Die Veränderlichkeit von Texten im Mittelalter ist seit langem bekannt. Bei der Betrachtung der Heldendichtung war ihr gar nicht zu entgehen, und für die geistliche und die Gebrauchsliteratur hat die von Kurt Ruh beförderte überlieferungsgeschichtliche Forschung eine Vielzahl von Befunden erarbeitet. Zum Schlüssel für das Verständnis vormoderner Literatur avancierte sie freilich erst mit der durch das Ende der ›Gutenberg-Galaxis‹ ausgelösten neuen Aufmerksamkeit auf die medialen Bedingungen von Literatur und deren kulturelle Folgen. Für ein Jahrzehnt, zwischen den Entwürfen Paul Zumthors, der Proklamierung der ›New Philology‹ im ›Speculum‹-Heft von 1990 bis zu den Arbeiten Joachim Bumkes, konnte ›Mouvance‹, jedenfalls in der Germanistik, als Passepartout für alle mediävistischen Probleme erscheinen, ohne daß das Konzept in seinen Erkenntnispotentialen ausgeschöpft oder auch auf seine Reichweite und seine Grenzen überprüft worden wäre. Unfertig liegengeblieben ist nach ersten vorläufigen Antworten vor allem die Klärung des Verhältnisses von Veränderlichkeit und Festigkeit mittelalterlicher Texte, mithin des Verhältnisses von Aufführung und Aufzeichnung und damit der Geltungsansprüche von Stimme und Schrift.
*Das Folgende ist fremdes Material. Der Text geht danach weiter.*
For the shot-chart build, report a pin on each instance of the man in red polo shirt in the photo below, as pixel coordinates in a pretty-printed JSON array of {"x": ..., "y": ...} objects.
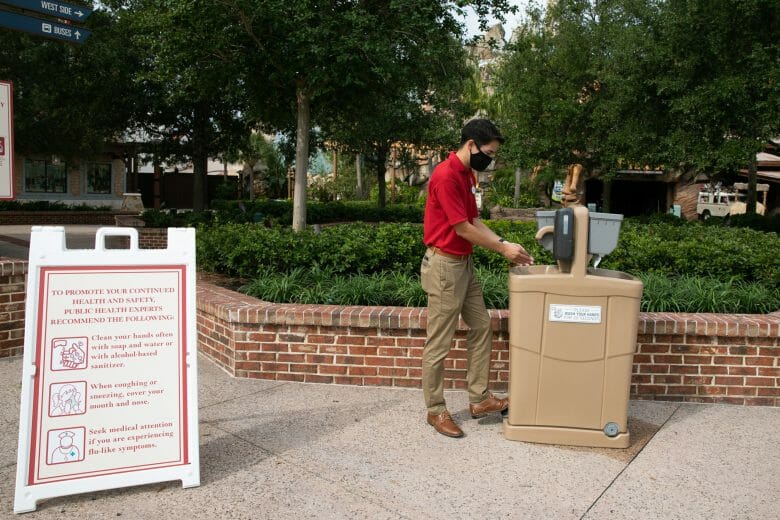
[{"x": 451, "y": 229}]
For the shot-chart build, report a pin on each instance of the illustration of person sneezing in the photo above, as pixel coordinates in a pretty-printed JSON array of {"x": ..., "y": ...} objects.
[{"x": 66, "y": 400}]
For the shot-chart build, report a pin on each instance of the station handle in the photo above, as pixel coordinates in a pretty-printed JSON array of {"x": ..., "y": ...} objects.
[{"x": 102, "y": 233}]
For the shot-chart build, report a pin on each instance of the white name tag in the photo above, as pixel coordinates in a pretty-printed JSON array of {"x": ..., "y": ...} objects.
[{"x": 575, "y": 313}]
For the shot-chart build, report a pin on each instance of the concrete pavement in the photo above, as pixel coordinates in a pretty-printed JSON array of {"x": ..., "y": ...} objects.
[{"x": 290, "y": 450}]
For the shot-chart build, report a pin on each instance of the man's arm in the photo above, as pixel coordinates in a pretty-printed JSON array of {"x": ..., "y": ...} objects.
[{"x": 481, "y": 235}]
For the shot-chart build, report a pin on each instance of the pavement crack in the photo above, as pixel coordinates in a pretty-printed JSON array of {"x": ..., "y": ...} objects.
[
  {"x": 629, "y": 463},
  {"x": 316, "y": 474},
  {"x": 243, "y": 396}
]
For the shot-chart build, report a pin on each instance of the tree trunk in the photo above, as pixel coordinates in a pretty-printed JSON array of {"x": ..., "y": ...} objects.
[
  {"x": 301, "y": 158},
  {"x": 380, "y": 174},
  {"x": 199, "y": 157},
  {"x": 359, "y": 174},
  {"x": 606, "y": 196},
  {"x": 752, "y": 196}
]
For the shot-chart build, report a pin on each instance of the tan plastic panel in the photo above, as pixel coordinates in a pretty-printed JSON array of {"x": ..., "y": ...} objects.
[
  {"x": 523, "y": 386},
  {"x": 526, "y": 332},
  {"x": 570, "y": 393}
]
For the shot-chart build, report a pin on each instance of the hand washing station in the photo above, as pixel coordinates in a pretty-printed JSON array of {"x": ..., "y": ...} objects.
[{"x": 572, "y": 336}]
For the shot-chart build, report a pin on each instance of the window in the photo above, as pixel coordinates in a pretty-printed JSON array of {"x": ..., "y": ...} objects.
[
  {"x": 98, "y": 178},
  {"x": 45, "y": 177}
]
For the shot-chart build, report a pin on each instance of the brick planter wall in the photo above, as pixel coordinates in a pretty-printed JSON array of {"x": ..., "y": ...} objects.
[
  {"x": 680, "y": 357},
  {"x": 60, "y": 218},
  {"x": 13, "y": 275}
]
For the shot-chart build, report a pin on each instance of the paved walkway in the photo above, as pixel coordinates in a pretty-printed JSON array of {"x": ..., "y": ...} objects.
[{"x": 289, "y": 450}]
Inzwischen haben glücklicherweise andere Komplexe, das Ritual und die Emotion vor allem, die Rolle der emphatischen Schlüsselbegriffe übernommen, und so mag es möglich sein, an die Stelle der Deklamationen wieder die kritische Diskussion und die differenzierende Untersuchung treten zu lassen (was nach einer gewissen Schamfrist selbstverständlich auch der Emotion und dem Ritual zu wünschen ist).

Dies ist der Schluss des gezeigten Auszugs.